Objective: Patients with familial combined hyperlipidemia (FCH) have an increased cardiovascular mortality despite only moderate elevations of LDL- cholesterol. Since endothelial NO release is intimately involved in the anti- atherosclerotic effects of the endothelium, we studied the effect of short- term lipid-lowering therapy on NO-mediated vasodilatation in patients with FCH. In view of only moderate LDL elevations, we evaluated whether alterations in other lipid fractions upon therapy correlated to changes in NO-mediated vasodilatation. Methods: NO activity was assessed by serotonin- induced, nitric oxide-mediated increase in forearm blood flow (FBF). Measurements were performed 2 weeks off and 4 weeks on lipid-lowering therapy in 12 FCH patients using forearm venous occlusion plethysmography. Control experiments were performed in 12 healthy subjects. Results: Serotonin- induced vasodilatation was impaired in FCH patients (FBF (unit ml/100 ml forearm tissue/min) from 3.0 (0.3) to 4.8 (0.4)) compared to controls (FBF from 2.9 (0.3) to 6.5 (0.6); p < 0.05 vs. FCH).

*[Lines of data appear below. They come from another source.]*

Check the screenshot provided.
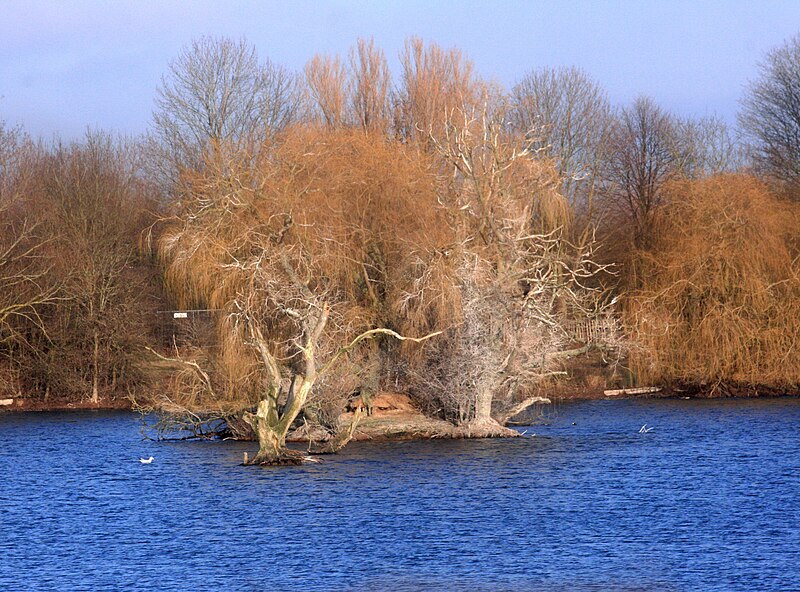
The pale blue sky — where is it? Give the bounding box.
[0,0,800,138]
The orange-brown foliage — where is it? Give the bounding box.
[628,175,800,387]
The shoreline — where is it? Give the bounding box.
[0,387,800,414]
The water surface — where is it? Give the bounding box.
[0,399,800,591]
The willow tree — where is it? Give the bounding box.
[158,128,444,464]
[627,175,800,391]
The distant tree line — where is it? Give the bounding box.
[0,37,800,460]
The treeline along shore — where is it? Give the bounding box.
[0,37,800,464]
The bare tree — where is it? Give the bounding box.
[403,106,604,436]
[305,55,350,130]
[511,67,613,219]
[153,36,300,176]
[672,116,744,179]
[603,97,680,247]
[152,129,436,464]
[739,36,800,196]
[395,37,484,142]
[350,39,392,133]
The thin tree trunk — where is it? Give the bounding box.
[92,329,100,404]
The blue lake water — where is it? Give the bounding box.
[0,399,800,592]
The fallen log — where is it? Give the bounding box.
[603,386,661,397]
[498,397,551,425]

FBF response to serotonin improved significantly upon lipid-lowering therapy (from 3.0 (0.3) to 5.7 (0.5); p < 0.05 treated vs. untreated). The level of improvement in endothelial function was significantly correlated to the absolute reduction of intermediate density lipoproteins upon lipid-lowering therapy (r = - 0.64; p < 0.05), whereas it did not correlate to changes in VLDL- or LDL- cholesterol, nor to Lp(a). Conclusion: Patients with familial combined hyperlipidemia have impaired NO-mediated vasodilatation, that responds rapidly to lipid lowering medication, and may be related to changes in intermediate density lipoproteins.